Official Quant thread for CAT 2013

MBA CAT 2024
23667
@ravi.theja said:
sir can u please explain me how to apply cosine rule..am not able to proceed .tanx in advance sir
See angle ADC + angle ADB = 180
So, Cos(ADC) + Cos(ADB) = 0

Cos(ADC) = (AD^2 + CD^2 - AC^2)/(2*AD*CD)
Cos(ADB) = (AD^2 + BD^2 - AB^2)/(2*AD*BD)

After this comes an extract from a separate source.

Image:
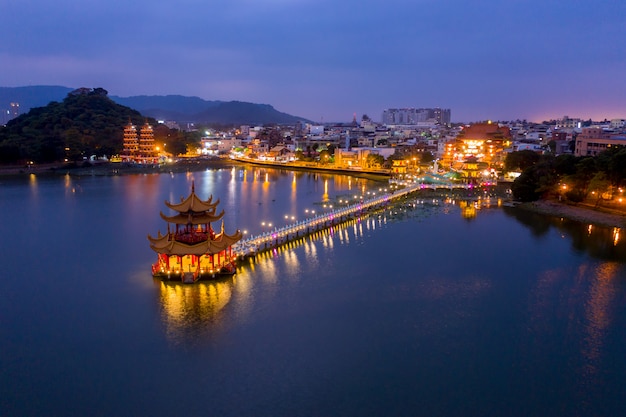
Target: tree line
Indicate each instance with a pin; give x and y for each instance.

Form the quadratic equation and get BD
23668
@anantn said:
@chillfactorI think i have misinterpreted the question, please clarify if this is what the question is asking:sum of natural numbers from 1-8= 36 . so take the negative component to x and positive one to be 36-x. hence the alternating sum will be of the form (36-x)-x = 36 -2x, and since 36-2x>0 because of largest number being placed first x can range from 1-18.so the sum will be 36*9 - 2(18*19) = 306. I haven't filtered out the invalidate cases and such yet, just want to confirm if my interpretation of the question is correct?
It says that for any subset {a, b, c, d, e, f}, if a > b > c > d > e > f, then
Alternating sum will be a - b + c - d + e - f

For subset {a, b, c}, if a > b > c, alternating sum = a - b + c
23669
@chillfactor but then there will be only one alternating sum possible....whats the catch...?
23670
Came up with a foolproof approach but too tired to solve the final equation, maybe tomorrow:


1. take angle apb =x, angle apc= y for convinience, so angle pbc will be 360-(x+y)
2. sum of the area of the triangles apb,apc and pbc will add up to the area of ABC so we can so 1/2*(12*sinx + 15*siny+20*sin(360-(x+y)) = root3/4*(side of triangle)^2
3. now sinx= root(1-cosx*^2), use cosine formula to get value of cos, then repeat the same for sin y, and substitute both in equation.
4. for sin (360-(x+y) use sin(a-b) and then simplify by using trignometric formulates and substitute in the equation.
5. substitute final values in equation of step 2, and take (side of triangle)^2 to be a single variable since it gets repeated say T, and then you get a single variable equation, using which you can find the value of the side of equilateral triangle and subsequently the area.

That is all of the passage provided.